Data Analysis Python
from scipy import stats

# Example 1: One sample t-test
sample = [5, 6, 7, 8, 9]
stat, p_value = stats.ttest_1samp(sample, 6)
print(f"p-value: {p_value:.3f}")
Tests if two samples have different means.
Data Analysis Python
from scipy import stats

# Example 2: Two sample t-test
sample1 = [5, 6, 7, 8, 9]
sample2 = [7, 8, 9, 10, 11]
stat, p_value = stats.ttest_ind(sample1, sample2)
print(f"p-value: {p_value:.3f}")
Sample Program

This code compares two groups' exam scores to check if they differ significantly.

Data Analysis Python
from scipy import stats

# Two groups of exam scores
group_A = [85, 87, 90, 88, 86]
group_B = [80, 82, 79, 81, 83]

# Perform t-test to see if scores differ
stat, p_value = stats.ttest_ind(group_A, group_B)

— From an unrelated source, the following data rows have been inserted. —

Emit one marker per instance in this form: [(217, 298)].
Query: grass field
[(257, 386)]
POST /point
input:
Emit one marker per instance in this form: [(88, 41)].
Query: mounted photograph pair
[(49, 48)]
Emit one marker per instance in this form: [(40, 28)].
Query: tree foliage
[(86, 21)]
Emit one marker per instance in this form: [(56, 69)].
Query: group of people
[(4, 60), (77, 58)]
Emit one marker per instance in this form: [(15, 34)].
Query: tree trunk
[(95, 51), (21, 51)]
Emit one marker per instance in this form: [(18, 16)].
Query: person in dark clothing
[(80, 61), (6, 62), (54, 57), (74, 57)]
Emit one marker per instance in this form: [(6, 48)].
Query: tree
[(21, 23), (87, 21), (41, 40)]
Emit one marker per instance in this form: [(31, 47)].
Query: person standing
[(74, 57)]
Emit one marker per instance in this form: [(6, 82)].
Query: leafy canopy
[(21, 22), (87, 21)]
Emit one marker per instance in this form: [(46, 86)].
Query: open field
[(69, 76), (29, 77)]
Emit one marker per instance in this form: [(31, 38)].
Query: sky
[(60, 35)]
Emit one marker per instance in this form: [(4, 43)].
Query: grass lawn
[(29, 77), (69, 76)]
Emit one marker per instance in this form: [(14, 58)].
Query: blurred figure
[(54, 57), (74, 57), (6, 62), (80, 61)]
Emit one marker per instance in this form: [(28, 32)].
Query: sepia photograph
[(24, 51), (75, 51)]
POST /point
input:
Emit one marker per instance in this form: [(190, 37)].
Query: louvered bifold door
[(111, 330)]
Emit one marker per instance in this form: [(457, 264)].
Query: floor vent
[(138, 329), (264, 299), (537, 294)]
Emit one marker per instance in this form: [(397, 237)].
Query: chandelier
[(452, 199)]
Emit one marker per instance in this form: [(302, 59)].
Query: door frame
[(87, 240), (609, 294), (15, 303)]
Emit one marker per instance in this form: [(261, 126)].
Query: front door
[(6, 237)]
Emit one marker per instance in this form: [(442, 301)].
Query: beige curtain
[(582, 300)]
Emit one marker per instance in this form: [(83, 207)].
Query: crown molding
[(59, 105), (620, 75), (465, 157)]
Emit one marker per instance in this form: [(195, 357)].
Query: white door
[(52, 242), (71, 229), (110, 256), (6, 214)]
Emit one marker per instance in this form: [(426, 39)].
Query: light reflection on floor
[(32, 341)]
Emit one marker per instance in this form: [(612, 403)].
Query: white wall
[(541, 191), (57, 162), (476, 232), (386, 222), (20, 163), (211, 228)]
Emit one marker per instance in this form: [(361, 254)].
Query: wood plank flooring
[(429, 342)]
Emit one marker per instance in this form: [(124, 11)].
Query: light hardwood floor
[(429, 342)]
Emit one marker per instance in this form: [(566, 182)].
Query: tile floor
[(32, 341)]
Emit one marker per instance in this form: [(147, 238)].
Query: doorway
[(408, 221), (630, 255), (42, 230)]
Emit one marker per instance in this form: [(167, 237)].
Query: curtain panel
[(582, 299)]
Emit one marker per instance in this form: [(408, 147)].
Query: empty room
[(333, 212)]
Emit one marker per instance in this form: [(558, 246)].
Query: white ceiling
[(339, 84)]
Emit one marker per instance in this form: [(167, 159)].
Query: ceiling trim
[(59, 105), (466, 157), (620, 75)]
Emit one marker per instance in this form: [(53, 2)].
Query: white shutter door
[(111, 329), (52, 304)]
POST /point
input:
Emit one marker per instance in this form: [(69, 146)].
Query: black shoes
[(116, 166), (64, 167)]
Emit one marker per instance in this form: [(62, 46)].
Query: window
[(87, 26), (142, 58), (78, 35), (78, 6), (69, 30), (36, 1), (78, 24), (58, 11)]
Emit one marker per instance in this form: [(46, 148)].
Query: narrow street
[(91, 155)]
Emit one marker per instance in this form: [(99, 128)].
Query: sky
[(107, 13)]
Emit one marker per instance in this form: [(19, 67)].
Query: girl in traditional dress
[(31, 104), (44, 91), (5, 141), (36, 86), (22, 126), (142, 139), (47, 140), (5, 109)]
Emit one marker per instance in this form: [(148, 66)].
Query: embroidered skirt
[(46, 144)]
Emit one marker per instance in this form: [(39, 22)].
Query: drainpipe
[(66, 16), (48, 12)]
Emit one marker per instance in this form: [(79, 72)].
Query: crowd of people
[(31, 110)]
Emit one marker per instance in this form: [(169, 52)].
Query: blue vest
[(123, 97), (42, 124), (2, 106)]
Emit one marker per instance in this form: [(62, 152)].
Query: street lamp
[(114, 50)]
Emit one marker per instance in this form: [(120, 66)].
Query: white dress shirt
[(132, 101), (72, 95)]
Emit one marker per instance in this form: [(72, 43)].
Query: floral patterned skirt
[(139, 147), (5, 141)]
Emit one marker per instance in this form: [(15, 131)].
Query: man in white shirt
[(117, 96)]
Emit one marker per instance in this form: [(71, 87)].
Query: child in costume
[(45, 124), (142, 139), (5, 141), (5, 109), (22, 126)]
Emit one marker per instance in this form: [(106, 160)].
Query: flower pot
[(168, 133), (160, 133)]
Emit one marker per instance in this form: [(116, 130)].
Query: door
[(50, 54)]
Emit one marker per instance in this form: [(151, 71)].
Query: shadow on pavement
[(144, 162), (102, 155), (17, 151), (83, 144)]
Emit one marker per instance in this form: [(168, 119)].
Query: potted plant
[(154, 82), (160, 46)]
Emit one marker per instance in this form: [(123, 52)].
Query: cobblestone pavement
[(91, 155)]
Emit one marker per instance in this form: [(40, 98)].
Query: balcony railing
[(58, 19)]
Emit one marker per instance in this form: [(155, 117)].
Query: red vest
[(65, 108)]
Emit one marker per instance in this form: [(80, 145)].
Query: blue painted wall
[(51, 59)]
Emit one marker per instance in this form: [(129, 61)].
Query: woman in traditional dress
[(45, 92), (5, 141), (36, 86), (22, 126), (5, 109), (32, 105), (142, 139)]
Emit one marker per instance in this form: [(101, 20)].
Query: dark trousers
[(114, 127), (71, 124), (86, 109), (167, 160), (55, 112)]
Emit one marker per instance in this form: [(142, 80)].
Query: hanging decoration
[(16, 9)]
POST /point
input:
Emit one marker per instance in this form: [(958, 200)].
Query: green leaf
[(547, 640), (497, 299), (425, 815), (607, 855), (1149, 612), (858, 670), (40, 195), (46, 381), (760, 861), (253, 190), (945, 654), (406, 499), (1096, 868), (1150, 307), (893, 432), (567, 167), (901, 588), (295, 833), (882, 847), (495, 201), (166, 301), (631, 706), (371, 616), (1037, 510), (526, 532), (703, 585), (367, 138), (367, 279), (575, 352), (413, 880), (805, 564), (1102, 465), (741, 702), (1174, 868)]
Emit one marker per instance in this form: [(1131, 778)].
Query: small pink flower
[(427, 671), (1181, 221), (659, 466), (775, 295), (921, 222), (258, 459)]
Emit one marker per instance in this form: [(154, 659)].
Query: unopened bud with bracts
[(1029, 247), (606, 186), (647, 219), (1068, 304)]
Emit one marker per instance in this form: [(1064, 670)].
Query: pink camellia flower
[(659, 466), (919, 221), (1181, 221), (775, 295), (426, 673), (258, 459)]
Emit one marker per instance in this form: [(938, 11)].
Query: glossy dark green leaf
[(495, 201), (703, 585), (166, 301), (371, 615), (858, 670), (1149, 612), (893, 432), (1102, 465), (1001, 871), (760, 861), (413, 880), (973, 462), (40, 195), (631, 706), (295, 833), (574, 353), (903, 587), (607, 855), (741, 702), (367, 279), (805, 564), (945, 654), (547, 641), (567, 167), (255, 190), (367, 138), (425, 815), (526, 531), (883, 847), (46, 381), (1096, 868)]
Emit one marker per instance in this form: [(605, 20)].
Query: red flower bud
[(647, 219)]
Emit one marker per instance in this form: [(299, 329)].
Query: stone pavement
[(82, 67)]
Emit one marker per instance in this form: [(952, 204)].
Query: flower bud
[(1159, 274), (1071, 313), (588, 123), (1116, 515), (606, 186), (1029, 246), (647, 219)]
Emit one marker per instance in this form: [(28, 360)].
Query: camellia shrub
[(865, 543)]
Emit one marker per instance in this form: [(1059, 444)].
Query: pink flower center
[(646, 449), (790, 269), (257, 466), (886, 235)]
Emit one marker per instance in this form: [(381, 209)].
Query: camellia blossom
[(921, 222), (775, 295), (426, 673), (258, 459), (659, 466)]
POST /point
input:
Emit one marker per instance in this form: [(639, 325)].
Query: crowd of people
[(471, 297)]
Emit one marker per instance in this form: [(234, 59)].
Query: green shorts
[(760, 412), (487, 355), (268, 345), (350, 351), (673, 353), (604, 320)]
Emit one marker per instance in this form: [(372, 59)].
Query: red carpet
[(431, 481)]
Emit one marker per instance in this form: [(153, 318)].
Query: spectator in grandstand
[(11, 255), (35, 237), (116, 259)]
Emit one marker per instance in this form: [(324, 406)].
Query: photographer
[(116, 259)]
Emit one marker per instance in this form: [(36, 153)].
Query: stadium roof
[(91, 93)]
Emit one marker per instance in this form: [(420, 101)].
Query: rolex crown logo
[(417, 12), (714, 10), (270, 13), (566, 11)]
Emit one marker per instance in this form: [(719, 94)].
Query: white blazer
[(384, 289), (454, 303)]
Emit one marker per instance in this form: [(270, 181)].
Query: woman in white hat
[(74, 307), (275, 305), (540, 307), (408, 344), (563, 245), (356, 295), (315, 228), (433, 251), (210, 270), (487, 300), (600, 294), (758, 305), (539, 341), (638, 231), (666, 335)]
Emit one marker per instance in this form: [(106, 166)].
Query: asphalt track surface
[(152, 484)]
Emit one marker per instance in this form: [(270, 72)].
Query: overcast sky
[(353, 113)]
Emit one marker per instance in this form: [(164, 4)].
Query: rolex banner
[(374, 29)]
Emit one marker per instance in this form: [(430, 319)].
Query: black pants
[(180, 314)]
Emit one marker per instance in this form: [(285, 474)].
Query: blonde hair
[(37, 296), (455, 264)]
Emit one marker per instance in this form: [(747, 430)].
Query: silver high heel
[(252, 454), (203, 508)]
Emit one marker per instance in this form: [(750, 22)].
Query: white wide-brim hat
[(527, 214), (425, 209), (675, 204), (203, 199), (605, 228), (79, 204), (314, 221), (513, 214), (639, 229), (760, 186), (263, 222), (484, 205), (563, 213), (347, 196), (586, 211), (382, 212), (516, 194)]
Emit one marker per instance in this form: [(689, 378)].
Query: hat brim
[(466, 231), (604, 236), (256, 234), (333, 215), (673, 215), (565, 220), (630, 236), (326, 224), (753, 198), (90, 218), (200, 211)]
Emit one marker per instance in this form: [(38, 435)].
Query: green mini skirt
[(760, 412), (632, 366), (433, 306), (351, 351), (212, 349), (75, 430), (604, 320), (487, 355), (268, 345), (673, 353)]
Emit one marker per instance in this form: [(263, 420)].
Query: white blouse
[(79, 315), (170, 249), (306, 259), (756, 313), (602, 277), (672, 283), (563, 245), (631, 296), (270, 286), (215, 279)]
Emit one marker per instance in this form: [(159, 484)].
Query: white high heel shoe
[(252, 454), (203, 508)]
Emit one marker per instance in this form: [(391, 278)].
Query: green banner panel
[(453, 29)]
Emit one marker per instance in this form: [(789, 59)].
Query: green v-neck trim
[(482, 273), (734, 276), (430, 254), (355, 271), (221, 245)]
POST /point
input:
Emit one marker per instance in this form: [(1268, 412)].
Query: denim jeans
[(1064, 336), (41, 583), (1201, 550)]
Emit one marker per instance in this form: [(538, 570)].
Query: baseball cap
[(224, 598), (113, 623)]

print(f"Test statistic: {stat:.3f}")
print(f"P-value: {p_value:.3f}")

# Decide significance at 0.05 level
if p_value < 0.05:
    print("Result is significant: groups differ.")
else:
    print("Result is not significant: no clear difference.")
OutputSuccess
Important Notes

A common cutoff for significance is 0.05, meaning 5% chance results are random.

P-values do not measure size of effect, only evidence against chance.

Always consider context and data quality, not just p-value.

Summary

P-values help decide if results are likely real or by chance.

Lower p-values mean stronger evidence against randomness.

Use p-values with a significance level like 0.05 to make decisions.